Suivant ses dernières conclusions, Mme [A] [O] sollicite de la cour d’infirmer le jugement en ce qu’il a :
— ordonné l’ouverture des opérations de compte, liquidation et partage de la succession de M. [P] [Z] [O], né le [Date naissance 3] 1931 à [Localité 4] (Autriche) et décédé le [Date décès 1] 2019 à [Localité 5] (17) et de Mme [L] [B] [G] [F], née le [Date naissance 4] 1932 à [Localité 6] (Gironde) et veuve de M. [P] [Z] [O], décédée le [Date décès 2] 2022 à [Localité 5] ;
— désigné Maître [J] , notaire à [Localité 5] ;
— désigné M. Lapraz en qualité de juge chargé de surveiller les opérations ;
Préalablement à ces opérations et pour y parvenir,
— ordonné la vente sur licitation aux enchères publiques à la Barre du Tribunal Judiciaire de La Rochelle sur le cahier des charges contenant les conditions de vente qui sera dressé par Maître Daphné Verluise, avocate au Barreau de La Rochelle-Rochefort sur la mise à prix de 420.000 euros avec faculté immédiate de baisse à défaut d’enchères du quart de l’immeuble ci-après désigné :
* Sur la commune de [Localité 2] [Adresse 1] , une maison d’habitation comprenant entrée, salon-séjour, cuisine aménagée et équipée, petit cellier, couloir, wc, quatre chambres, garage, jardin figurant au cadastre section AM n° [Cadastre 1], [Adresse 3], pour une surface de 00ha08a25ca.

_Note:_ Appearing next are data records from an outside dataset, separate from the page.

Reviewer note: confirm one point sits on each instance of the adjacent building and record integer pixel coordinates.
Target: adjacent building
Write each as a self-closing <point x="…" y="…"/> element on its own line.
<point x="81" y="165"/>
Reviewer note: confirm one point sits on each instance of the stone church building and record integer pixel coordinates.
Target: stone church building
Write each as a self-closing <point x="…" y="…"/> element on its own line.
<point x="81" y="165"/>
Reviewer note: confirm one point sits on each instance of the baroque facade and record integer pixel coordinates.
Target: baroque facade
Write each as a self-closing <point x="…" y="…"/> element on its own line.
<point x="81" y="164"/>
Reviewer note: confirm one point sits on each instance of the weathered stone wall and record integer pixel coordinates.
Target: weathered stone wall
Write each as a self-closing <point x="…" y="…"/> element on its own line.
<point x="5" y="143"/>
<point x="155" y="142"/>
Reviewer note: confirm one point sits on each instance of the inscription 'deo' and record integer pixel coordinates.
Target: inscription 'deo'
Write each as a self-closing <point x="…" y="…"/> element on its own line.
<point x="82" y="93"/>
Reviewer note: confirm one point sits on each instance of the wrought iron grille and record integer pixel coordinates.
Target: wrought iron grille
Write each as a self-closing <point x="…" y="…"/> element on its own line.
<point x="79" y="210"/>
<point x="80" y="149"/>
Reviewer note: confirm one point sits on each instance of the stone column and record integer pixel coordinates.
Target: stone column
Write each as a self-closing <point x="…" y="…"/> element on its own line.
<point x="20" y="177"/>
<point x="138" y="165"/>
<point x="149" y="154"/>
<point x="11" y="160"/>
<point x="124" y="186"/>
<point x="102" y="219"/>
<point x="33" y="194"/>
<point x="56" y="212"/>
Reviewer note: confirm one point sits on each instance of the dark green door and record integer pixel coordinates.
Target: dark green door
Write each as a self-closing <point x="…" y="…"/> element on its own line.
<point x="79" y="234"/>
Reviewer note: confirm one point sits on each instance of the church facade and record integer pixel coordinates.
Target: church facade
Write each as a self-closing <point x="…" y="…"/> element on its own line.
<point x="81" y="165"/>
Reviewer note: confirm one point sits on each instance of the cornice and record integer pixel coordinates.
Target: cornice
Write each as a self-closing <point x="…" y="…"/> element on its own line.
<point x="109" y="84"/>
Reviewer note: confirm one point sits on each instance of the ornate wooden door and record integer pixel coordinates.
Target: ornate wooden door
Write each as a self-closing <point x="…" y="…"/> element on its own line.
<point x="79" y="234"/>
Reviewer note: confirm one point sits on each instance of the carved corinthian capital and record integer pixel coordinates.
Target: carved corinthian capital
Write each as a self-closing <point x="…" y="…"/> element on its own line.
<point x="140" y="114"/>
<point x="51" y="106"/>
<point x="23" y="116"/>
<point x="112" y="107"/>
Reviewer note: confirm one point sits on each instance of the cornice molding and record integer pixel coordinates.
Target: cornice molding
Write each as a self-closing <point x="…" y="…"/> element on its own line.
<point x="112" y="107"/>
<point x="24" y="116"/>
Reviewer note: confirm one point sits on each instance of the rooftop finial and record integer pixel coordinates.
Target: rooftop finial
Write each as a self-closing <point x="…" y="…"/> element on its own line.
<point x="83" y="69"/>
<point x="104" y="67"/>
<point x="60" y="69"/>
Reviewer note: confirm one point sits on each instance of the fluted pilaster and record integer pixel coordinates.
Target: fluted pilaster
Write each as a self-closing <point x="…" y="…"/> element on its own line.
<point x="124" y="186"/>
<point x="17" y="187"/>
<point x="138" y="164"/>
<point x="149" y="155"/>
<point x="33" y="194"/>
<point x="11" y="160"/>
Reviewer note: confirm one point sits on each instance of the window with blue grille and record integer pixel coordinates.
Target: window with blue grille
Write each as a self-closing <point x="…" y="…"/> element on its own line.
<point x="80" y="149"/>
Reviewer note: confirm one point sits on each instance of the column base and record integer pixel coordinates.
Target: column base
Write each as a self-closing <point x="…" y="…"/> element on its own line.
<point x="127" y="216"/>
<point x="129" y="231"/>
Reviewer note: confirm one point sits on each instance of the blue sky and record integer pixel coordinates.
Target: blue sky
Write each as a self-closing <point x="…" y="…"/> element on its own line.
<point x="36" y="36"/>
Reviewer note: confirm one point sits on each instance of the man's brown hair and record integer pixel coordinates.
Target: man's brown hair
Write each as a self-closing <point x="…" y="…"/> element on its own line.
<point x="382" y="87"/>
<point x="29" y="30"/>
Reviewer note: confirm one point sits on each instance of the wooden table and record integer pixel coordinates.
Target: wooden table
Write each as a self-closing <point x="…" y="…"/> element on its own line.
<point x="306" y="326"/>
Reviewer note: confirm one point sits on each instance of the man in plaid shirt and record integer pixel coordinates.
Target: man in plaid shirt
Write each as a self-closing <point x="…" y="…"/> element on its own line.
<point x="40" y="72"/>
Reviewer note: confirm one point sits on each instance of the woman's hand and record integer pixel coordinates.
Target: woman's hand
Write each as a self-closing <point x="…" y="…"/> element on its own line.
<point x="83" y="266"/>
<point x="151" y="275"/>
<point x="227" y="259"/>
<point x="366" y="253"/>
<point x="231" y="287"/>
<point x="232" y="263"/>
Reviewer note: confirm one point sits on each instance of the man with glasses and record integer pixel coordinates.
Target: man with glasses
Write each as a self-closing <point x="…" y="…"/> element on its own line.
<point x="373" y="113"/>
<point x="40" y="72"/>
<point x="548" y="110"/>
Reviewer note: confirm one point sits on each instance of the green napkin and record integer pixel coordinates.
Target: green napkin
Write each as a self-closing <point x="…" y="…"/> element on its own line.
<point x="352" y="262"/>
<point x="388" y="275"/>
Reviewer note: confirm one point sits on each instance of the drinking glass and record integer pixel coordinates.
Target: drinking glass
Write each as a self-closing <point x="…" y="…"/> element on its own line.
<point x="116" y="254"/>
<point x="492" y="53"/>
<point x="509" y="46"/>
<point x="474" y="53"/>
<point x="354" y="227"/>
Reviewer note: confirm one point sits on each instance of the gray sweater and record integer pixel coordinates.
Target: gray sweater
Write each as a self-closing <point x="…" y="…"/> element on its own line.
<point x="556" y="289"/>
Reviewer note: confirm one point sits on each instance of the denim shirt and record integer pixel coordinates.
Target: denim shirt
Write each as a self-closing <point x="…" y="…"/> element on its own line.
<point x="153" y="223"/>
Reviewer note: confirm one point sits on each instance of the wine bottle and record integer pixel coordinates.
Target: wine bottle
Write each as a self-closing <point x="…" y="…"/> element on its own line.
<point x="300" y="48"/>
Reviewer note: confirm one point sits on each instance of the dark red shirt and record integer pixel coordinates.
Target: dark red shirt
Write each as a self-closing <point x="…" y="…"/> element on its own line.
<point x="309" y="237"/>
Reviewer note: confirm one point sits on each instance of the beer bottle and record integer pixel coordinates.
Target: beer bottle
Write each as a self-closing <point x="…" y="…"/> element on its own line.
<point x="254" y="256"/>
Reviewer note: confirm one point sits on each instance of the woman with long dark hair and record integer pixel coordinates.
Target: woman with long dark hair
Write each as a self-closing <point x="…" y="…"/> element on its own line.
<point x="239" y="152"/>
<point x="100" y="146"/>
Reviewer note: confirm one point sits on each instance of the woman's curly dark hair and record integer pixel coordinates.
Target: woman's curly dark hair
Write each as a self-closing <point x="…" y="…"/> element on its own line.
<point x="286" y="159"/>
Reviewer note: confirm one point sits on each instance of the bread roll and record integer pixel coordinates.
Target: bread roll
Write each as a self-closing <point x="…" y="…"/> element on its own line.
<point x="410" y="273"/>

Le bien forme le lot n°3 du lotissement dénommé « [Etablissement 1] ». Le lotissement a été autorisé par un arrêté délivré par Monsieur le Maire de [Localité 2] en date du 1er février 1994 et 29 avril 1994. L’ensemble des pièces constitutives du lotissement, dont l’arrêté susvisé, a été déposé au rang des minutes de Maître [E] , notaire à [Localité 7] , le 10 mai 1994 publié au service de la publicité foncière de [Localité 5] le 18 mai 1994, volume 1994 P, numéro 3054 ;
— désigné la Sas Aurik , huissiers de Justice à [Localité 5] ou tout autre huissier territorialement compétent à l’effet de dresser le procès-verbal de description et d’assurer la visite des biens mis en vente ;
— fixé le montant de l’indemnité d’occupation à la charge de Mme [A] [O] à la somme de 1.100 euros mensuels ;
et statuant de nouveau :
— prononcer l’annulation du testament olographe de Mme [F] en date du 3 novembre 2020 ;
— dire que les droits Mme [A] [O] dans la succession de Mme [F] en qualité d’héritière réservataire s’élèvent à la moitié (1/2) en pleine propriété ; – ordonner, si la Cour ne s’estime pas suffisamment informée, une expertise médicale aux fins de déterminer si la défunte était en état de lucidité nécessaire pour consentir le testament olographe du 03 novembre 2020 ;
— déclarer irrecevable Mme [U] [O] en son action de liquidation partage de Mme [L] [O] et par voie de conséquence de celle de M. [P] [O] ;
En toute hypothèse :
— Donner acte à Mme [U] [O] qu’elle ne fait plus état des pièces n° 8 et 16 visées par ses conclusions d’intimée n° 1 et à défaut les écarter des débats ;
— Débouter Mme [U] [O] de sa demande de vente, préalable aux opérations de liquidation et partage, sur licitation aux enchères publiques à la Barre du Tribunal Judiciaire de l’immeuble sis [Adresse 1], cadastré section AM n° [Cadastre 1], [Adresse 3], pour une surface de 00ha08a25ca sur la base d’une mise à prix de 420.000 euros ;
— dire n’y avoir lieu au paiement d’une indemnité d’occupation par Mme [A] [O] ;
— à défaut, débouter Mme [U] [O] de sa demande de fixation à la somme mensuelle de 1.100 euros le montant de l’indemnité d’occupation ;
— donner acte à Mme [A] [O] de ce qu’elle justifiera devant le notaire liquidateur de sa qualité de créancière de l’indivision successorale ;
— condamner Mme [U] [O] à justifier devant le notaire liquidateur de tous les relevés bancaires depuis 2019 et procurations des comptes bancaires de Mme [L] [F] [O], sous réserve de la sanction de recel successoral ;
— débouter Mme [U] [O] de toutes ses demandes contraires ;
— la condamner à lui payer la somme de 5.000 euros au titre de l’article 700 du code de procédure civile et aux entiers dépens.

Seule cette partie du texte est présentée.